La esencia del fútbol es no desafinar
La selección española de futbol jugó en las olimpiadas de
Tokyo con una pareja de centrales finos, ese nuevo tipo de jugador que sabe
tocar la bola y tiene capacidad para empezar a construir el juego de ataque
desde el borde del área propia. Una de las pegas que se les achaca a estos
jugadores es que no tienen el gen defensivo que les permite olvidar el
academicismo del toque y regresar a la tradición del defensa contundente de
antaño, cuya máxima era que si pasaba la pelota no pasaba el delantero y su
mejor recurso técnico era dar un buen patadón para enviar el cuero, y el
peligro de gol, a cincuenta metros de la portería.
Para solucionar mi duda sobre la conveniencia de mezclar
estos dos tipos de jugadores en el equipo nacional acudí a los conocimientos
técnicos de mi amigo Alberto Turón Calvete que, en lugar de resolver mis dudas,
me dedicó un par de regates a pierna cambiada hasta culminar con una sentencia
que parecía un penalti en el último minuto: Javi, eres demasiado romántico.
Alberto tiene razón, soy un romántico y creo que la culpa la
tiene mi padre. El señor Isaac que no era futbolero más allá de partirse de la
risa cuando veía en la tele a Hugo Sánchez dando aquellas volteretas para
celebrar sus goles, sin embargo consiguió que me aficionara al Atleti en una
época en la que el fútbol estaba mucho menos presente en los medios de
comunicación y solo veíamos con la boca abierta los resúmenes dominicales en el
programa Estudio Estadio mientras la moviola nos hipnotizaba con el cuerpo de
los jugadores a cámara lenta: Ahora para adelante y ahora para atrás. La excusa
perfecta para alimentar esa eterna discusión que todavía no ha terminado sobre
si una falta es falta, faltita o sigan, sigan señores que eso es fútbol.

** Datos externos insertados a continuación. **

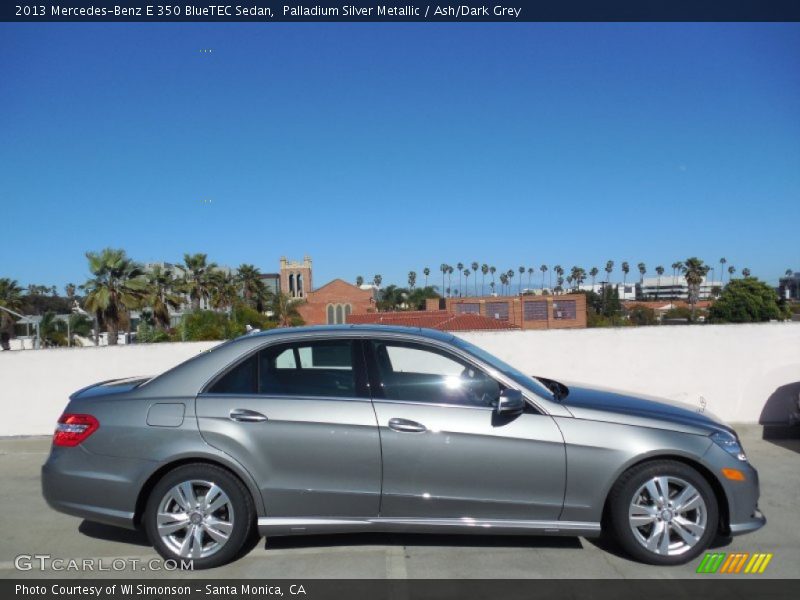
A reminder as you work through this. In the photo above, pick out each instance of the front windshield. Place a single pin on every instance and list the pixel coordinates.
(515, 374)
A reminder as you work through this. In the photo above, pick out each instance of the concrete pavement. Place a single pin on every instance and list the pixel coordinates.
(30, 527)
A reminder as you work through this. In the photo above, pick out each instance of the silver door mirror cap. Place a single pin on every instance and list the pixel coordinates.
(510, 402)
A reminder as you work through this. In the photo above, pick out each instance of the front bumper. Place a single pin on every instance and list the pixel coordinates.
(754, 523)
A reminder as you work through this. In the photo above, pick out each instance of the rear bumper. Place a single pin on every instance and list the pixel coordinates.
(92, 487)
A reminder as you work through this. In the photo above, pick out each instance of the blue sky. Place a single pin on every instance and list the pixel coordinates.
(380, 148)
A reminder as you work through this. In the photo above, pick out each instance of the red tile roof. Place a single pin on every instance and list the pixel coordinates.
(432, 319)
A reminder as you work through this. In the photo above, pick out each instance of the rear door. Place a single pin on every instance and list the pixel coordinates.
(447, 453)
(298, 417)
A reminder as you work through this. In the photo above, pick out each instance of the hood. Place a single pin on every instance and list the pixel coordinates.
(608, 405)
(109, 387)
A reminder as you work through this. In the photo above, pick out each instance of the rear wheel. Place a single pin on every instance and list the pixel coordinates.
(663, 512)
(201, 513)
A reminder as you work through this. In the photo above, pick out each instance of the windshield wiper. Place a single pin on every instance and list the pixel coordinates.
(559, 390)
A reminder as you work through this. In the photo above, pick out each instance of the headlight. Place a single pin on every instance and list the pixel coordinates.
(729, 443)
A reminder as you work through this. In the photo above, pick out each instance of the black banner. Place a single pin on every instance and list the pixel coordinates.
(713, 588)
(269, 11)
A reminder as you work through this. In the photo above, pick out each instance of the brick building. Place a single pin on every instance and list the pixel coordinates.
(567, 311)
(334, 302)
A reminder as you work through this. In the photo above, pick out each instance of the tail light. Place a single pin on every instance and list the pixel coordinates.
(72, 429)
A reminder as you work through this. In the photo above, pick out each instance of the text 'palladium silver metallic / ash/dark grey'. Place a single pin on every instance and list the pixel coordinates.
(373, 428)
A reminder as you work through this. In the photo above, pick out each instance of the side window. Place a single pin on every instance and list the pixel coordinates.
(418, 373)
(239, 380)
(318, 368)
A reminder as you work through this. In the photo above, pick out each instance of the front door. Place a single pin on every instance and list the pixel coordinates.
(298, 417)
(447, 453)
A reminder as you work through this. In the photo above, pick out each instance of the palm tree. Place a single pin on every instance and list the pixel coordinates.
(10, 299)
(224, 291)
(659, 272)
(160, 294)
(593, 273)
(609, 268)
(117, 286)
(626, 268)
(198, 277)
(559, 271)
(254, 291)
(284, 309)
(449, 277)
(694, 271)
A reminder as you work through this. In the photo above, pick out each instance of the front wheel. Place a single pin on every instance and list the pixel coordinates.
(663, 512)
(199, 513)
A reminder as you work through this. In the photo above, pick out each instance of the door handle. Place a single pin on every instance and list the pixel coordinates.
(243, 415)
(406, 426)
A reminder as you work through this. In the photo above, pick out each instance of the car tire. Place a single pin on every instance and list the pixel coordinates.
(200, 513)
(663, 512)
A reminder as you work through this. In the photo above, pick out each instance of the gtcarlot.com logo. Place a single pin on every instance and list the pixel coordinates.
(735, 562)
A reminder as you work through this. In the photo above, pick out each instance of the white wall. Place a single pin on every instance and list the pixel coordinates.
(734, 369)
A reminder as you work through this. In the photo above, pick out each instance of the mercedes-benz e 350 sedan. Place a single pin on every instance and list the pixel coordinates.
(374, 428)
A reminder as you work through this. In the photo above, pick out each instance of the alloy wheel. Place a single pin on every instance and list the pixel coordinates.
(195, 519)
(668, 516)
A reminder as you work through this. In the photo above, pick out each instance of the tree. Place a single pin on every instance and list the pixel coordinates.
(253, 289)
(117, 286)
(198, 281)
(694, 271)
(593, 274)
(659, 272)
(160, 295)
(747, 300)
(626, 268)
(10, 299)
(284, 310)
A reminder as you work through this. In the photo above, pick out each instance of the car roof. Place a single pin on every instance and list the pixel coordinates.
(433, 334)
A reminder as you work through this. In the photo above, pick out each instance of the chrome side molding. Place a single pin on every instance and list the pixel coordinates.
(279, 526)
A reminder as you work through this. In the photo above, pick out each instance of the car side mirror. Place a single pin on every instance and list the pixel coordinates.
(510, 402)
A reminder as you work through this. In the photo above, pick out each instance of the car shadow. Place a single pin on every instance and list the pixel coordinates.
(422, 539)
(110, 533)
(780, 417)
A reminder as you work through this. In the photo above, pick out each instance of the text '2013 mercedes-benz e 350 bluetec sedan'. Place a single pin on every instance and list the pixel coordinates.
(375, 428)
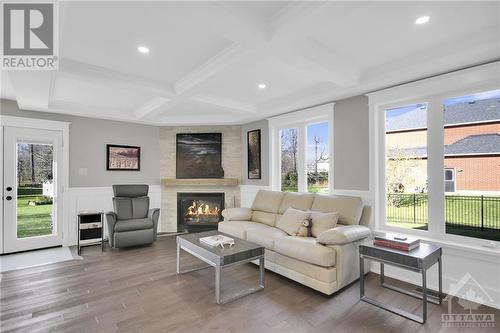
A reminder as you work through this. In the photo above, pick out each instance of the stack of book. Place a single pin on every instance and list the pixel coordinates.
(217, 240)
(397, 242)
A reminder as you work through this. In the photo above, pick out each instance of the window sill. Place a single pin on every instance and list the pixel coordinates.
(479, 249)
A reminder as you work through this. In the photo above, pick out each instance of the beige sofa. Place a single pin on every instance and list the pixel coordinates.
(324, 267)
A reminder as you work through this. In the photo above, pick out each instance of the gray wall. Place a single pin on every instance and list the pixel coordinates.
(264, 137)
(351, 144)
(87, 147)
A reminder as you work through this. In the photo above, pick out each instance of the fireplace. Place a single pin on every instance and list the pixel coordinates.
(199, 211)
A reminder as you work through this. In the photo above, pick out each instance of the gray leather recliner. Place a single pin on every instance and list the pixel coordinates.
(132, 222)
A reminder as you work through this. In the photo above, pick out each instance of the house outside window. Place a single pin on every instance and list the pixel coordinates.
(453, 147)
(449, 180)
(302, 150)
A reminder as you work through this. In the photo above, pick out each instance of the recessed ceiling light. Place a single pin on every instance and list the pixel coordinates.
(422, 20)
(143, 49)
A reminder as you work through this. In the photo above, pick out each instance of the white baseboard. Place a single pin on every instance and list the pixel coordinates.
(94, 199)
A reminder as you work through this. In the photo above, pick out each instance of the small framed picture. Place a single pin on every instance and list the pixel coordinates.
(123, 158)
(253, 147)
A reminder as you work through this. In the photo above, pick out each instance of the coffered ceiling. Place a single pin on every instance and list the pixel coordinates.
(207, 59)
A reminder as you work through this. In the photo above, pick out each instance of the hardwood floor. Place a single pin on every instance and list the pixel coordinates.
(137, 290)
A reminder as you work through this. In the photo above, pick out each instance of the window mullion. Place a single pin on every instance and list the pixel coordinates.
(435, 167)
(302, 158)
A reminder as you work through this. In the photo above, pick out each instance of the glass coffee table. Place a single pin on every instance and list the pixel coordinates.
(241, 253)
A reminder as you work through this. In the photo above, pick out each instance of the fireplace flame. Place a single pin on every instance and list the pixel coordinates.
(204, 209)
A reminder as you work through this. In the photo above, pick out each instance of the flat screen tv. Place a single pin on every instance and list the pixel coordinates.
(199, 155)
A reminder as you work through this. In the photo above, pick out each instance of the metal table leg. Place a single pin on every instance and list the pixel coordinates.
(424, 295)
(261, 272)
(361, 277)
(440, 278)
(178, 258)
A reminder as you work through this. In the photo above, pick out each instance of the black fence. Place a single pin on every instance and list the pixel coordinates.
(478, 212)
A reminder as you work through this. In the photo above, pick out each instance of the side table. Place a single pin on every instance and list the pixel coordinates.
(418, 260)
(90, 230)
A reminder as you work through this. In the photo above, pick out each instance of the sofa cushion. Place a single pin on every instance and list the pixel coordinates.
(265, 237)
(291, 220)
(240, 228)
(237, 214)
(123, 208)
(133, 224)
(264, 217)
(140, 207)
(268, 201)
(349, 208)
(301, 201)
(321, 222)
(344, 234)
(305, 249)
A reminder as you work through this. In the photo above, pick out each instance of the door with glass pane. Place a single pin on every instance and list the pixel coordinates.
(32, 173)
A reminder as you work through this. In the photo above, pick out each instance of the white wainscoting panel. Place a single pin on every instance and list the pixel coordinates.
(248, 193)
(95, 199)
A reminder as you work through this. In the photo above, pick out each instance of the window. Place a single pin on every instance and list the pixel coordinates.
(406, 166)
(289, 155)
(435, 162)
(318, 163)
(449, 180)
(302, 150)
(472, 161)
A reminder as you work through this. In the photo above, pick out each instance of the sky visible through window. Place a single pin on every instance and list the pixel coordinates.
(319, 130)
(473, 97)
(391, 113)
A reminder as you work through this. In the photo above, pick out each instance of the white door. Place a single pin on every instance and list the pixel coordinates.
(32, 189)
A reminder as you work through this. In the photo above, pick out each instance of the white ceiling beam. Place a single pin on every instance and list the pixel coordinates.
(316, 60)
(32, 89)
(173, 120)
(224, 103)
(211, 67)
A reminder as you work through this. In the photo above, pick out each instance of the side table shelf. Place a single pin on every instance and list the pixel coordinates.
(90, 230)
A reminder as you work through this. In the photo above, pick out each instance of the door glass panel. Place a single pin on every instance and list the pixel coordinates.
(406, 166)
(318, 161)
(472, 152)
(289, 151)
(35, 189)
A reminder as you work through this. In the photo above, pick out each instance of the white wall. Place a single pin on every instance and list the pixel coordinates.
(88, 138)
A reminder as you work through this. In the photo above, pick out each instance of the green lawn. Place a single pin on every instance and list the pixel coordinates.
(463, 215)
(33, 220)
(459, 211)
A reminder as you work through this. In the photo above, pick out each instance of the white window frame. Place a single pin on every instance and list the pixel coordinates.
(300, 120)
(432, 91)
(454, 178)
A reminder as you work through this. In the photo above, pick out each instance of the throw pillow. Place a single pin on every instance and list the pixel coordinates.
(304, 229)
(321, 222)
(291, 220)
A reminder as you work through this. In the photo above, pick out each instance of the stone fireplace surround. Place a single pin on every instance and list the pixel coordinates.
(231, 162)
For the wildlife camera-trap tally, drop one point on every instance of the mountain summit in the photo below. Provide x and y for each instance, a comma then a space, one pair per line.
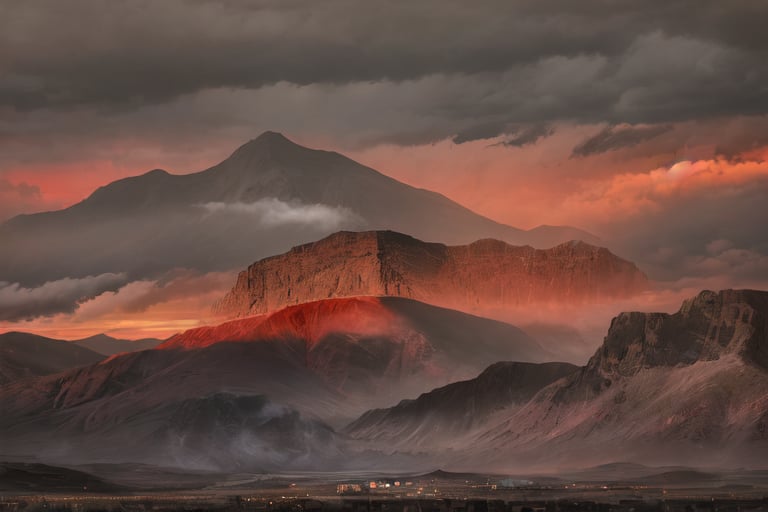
268, 196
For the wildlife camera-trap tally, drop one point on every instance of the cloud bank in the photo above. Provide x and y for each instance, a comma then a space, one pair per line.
271, 212
54, 297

Mi padre me contó muchas historias que siempre empezaban con
un viaje inesperado a Bilbao, unas veces llevaba en su camión un motor que era
urgente reparar para que la mina siguiera funcionando, otras veces tenía que
salir pitando con el Land Rover para recoger a unos importantes geólogos que querían
investigar las entrañas de Utrillas. En todas aquellas aventuras siempre
terminaba visitando el campo de San Mamés donde los bilbaínos cantaban loas a
su equipo sin importarles el marcador, al final lo esencial del fútbol era la
camaradería entre la afición y no desafinar. Quizás por eso, cuando empecé a
ver los partidos del Utrillas en el Campo La Vega, más allá de mi admiración
por la efectividad goleradora del Pepico, el despliegue físico y táctico del
Juli o la velocidad del Chemari, lo que más me gustaba era observar la grada.
Mis amigos gritando consignas, las primeras carantoñas de una pareja o las
montañas de cáscaras de pipas para matar el nerviosismo de un resultado
adverso. Hubo una época que lo romántico dejó paso a lo violento y recuerdo
estar atónito en la grada sin entender nada y con una pena muy grande. Ese
relato no me gustaba.
En mi conversación con Alberto terminé afirmando que los
románticos somos los únicos que podemos hacer que el fútbol sobreviva porque,
como recuerda Julio Llamazares en el periódico de hoy, se ha convertido en la
película de Los hermanos Marx en el Oeste, “un negocio que necesita quemar los
vagones para continuar andando y el combustible ha empezado a escasear” y quién
sabe si veremos estallar esa burbuja efervescente de millones sepultando el
juego, las buenas historias, los maravillosos relatos. Llamazares es pesimista
y afirma que “para el fútbol el tiempo del romanticismo ya pasó”, pero yo
quiero situarme en el lado optimista del campo porque creo que la mirada de los
aficionados es la que puede producir ese cambio: Regresemos al terreno de juego
donde luchan los protagonistas, que fluyan los relatos en las gradas, en los
bares y en el sofá, que lo más importante sea no desafinar.